Malteser Wallfahrten nach Lourdes

Jährlich pilgern Hunderttausende aus aller Welt nach Lourdes, um Heilung und seelische Stärkung zu erfahren. Miteinander gehen, füreinander Licht sein: Die Lichterprozession mit Hunderten von Gläubigen findet jeden Abend statt.

Der Malteser Lourdes-Krankendienst begleitet und pflegt Kranke und Schwerbehinderte auf der Reise nach Lourdes und während ihres Aufenthaltes im Wallfahrtsort.

Ehrenamtliche Helfer der Malteser betreuen die Kranken in Lourdes rund um die Uhr, Ärzte und Pflegekräfte sorgen für die fachliche Zuverlässigkeit, Priester für die geistliche Begleitung.

Häufig gestellte Fragen

Wer kann teilnehmen?

Wer kann teilnehmen?

Die Einladung geht an Kranke, Menschen mit Behinderung und Gesunde gleichermaßen.

Die Reise ist gerade für Menschen geeignet, die bei einer solchen Fahrt Unterstützung und Pflege benötigen. Die Betreuung der Kranken und Behinderten wird durch das erprobte Team der Malteser sichergestellt. Dieses Team besteht aus ehrenamtlichen Helfern, Pflegefachkräften und Ärzten. Deshalb können auch Schwerstkranke und Dialysepatienten mitfahren, wenn der Hausarzt die Mitfahrt aus medizinischer Sicht erlaubt. Bei den Zugwallfahrten können im Liegewagen selbstverständlich auch Menschen mitfahren, die nur liegen können.

Uns Maltesern sind die persönliche Begegnung und die Betreuung der Kranken und Pilger mit Behinderung ein besonderes Anliegen, und zwar vom ersten  Kennenlernen am Bahnhof oder Flughafen bis zum Ende der Reise - Tag und Nacht. In Lourdes fahren und begleiten wir sie zu den Hl. Messen, an die Grotte, zu den Bädern und in die Stadt zum Einkaufen. Wir beten und lachen mit ihnen und hören ihnen zu. Die Einladung gilt auch allen Pilgern ohne Beschwerden. Die Wallfahrt ist eine ganz eigene Gelegenheit, gemeinsam in einer Gruppe aus der Heimatgemeinde oder dem Freundeskreis aufzubrechen und Lourdes persönlich zu erleben. Besonders sind auch Kleingruppen eingeladen, wie zum Beispiel Frauenbund, Chor, Katholische Jugend...
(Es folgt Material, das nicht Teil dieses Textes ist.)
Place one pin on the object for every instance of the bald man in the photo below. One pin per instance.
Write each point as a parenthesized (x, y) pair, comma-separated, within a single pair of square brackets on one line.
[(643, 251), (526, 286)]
Wie läuft die Wallfahrt ab?

Wie läuft die Wallfahrt ab?

Es gibt Wallfahrten im Sonderzug, im Bus und im Flugzeug.

Die Flüge (meist Charterflüge) gehen in der Regel vom Abflugort direkt zum Flughafen Tarbes/-Lourdes, etwa 20 km von der Stadt entfernt. Von dort fährt man mit rollstuhlgerechten Bussen in die Stadt.
Der Sonderzug mit Liegewagen hält gewöhnlich an mehreren Zustiegsbahnhöfen, wo man sich der Reise anschließen kann. In diesen Zügen kann man auch tagsüber ganz oder zeitweise liegen. Für Essen und Trinken unterwegs ist gesorgt. Nach einer malerischen Fahrt durch Frankreich erreicht man Lourdes am Fuß der Pyrenäen.
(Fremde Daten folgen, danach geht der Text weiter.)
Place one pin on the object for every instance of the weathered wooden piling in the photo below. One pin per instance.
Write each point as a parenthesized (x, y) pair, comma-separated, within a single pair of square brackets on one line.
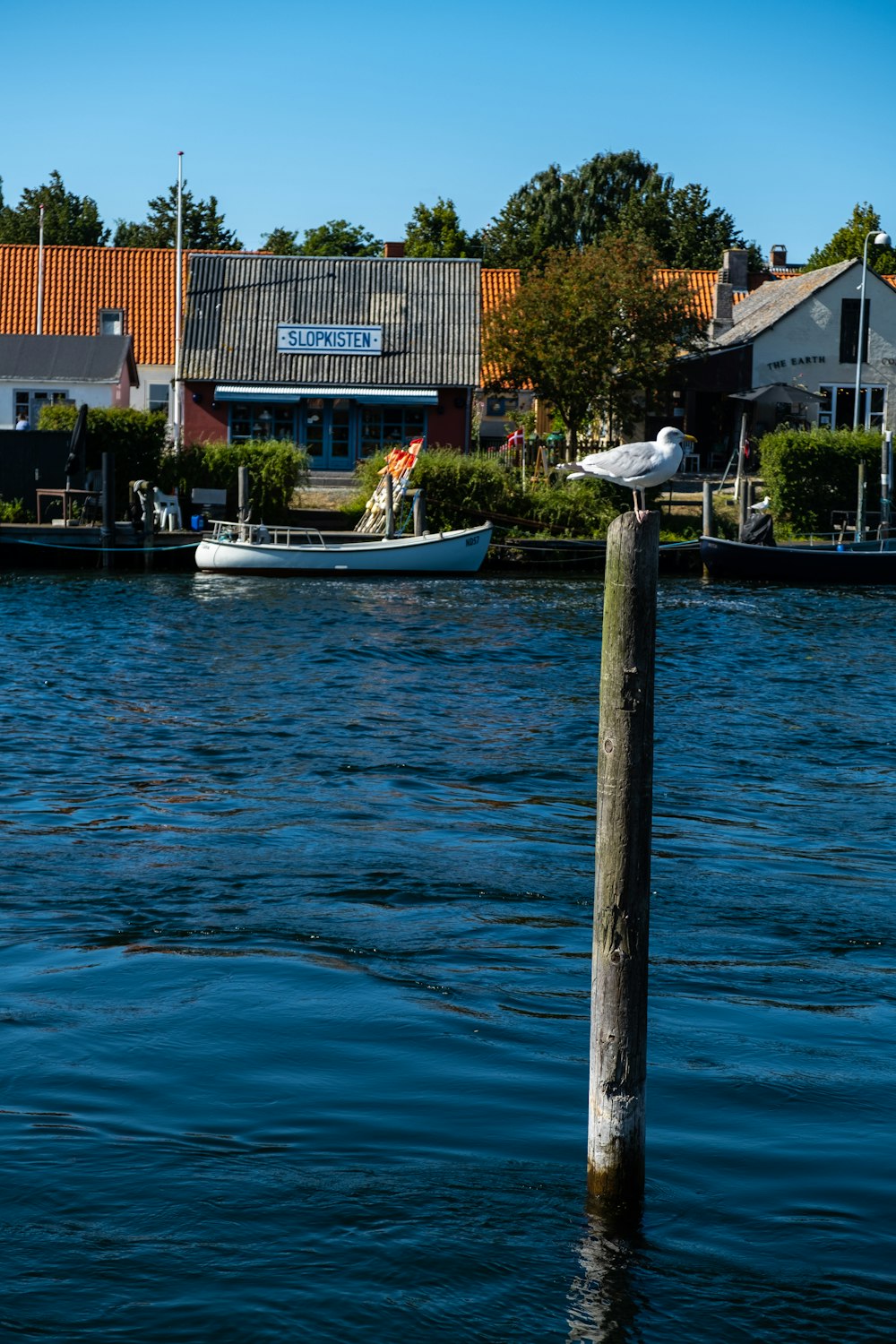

Die Fahrt im Zug mag unzeitgemäß erscheinen,  ist aber ein ganz besonderes Erlebnis: Gesunde und Kranke haben Zeit zu Gesprächen, zum Kennenlernen und zur gemeinsamen Vorbereitung auf den Höhepunkt, die Tage in Lourdes. Auf der Heimfahrt lässt man die Erfahrungen nachklingen und löst sich langsam von dem großen Erlebnis Lourdes. Die Pilger beziehen nach der Ankunft in Lourdes ihre Hotels in der Altstadt von Lourdes, die Pilger mit Behinderung oder Krankheit beziehen unter der Leitung der Malteser ihre Unterkunft in einem der eigens dafür errichteten Häuser Accueil Notre Dame oder Accueil Marie St. Frai.

Wie ist man in Lourdes untergebracht?

Wie ist man in Lourdes untergebracht?

Die Accueils (Accueil Notre Dame und Accueil Marie St. Frai) sind weder ein Hotel noch ein Krankenhaus. Es sind Häuser, die an den besonderen Bedürfnissen von kranken und behinderten Pilgern ausgerichtet sind und die fachgerechte Pflege und Betreuung ermöglichen.

Diese Häuser wurden in den letzten Jahren grundlegend saniert. Pilger, die nach Lourdes kommen und denen es nicht möglich ist in einem Hotel zu bleiben, aber eine spezielle Sorgfalt und medizinische Versorgung benötigen, sind in den Accueils im Herzen von Lourdes willkommen.

Das Accueil Notre Dame liegt im Wallfahrtsbezirk, das Accueil Marie St. Frai in der Altstadt.

Was erwartet die Pilger in Lourdes?

Was erwartet die Pilger in Lourdes?

Im weitläufigen Wallfahrtsbezirk laden mehrere Kirchen zu Besinnung und Besuch ein.

Besondere Erlebnisse sind die Gottesdienste an der Grotte der Erscheinung und gegenüber auf der großen Wiese am Ufer des Flusses wie auch in der großen Basilika Pius X.  Sakraments- und Lichterprozession, die ergreifenden großen Prozessionen, für die Lourdes bekannt ist, gehören zum Programm. Es besteht Gelegenheit zum  Bad im Wasser der Quelle und zum Einkaufsbummel in den Geschäften außerhalb des Wallfahrtsbezirks. Die Stille an der Grotte und der Trubel auf den Straßen verbinden sich zu einem wunderschönen und kraftspendenden Erlebnis.

In Einzelheiten unterscheiden sich die Programme der verschiedenen Wallfahrten.

Weitere Informationen: de.lourdes-france.org

Gibt es eine ärztliche Begleitung?

Gibt es eine ärztliche Begleitung?

Die Malteser Wallfahrten werden von Ärzten begleitet, die Tag und Nacht bei der Gruppe sind.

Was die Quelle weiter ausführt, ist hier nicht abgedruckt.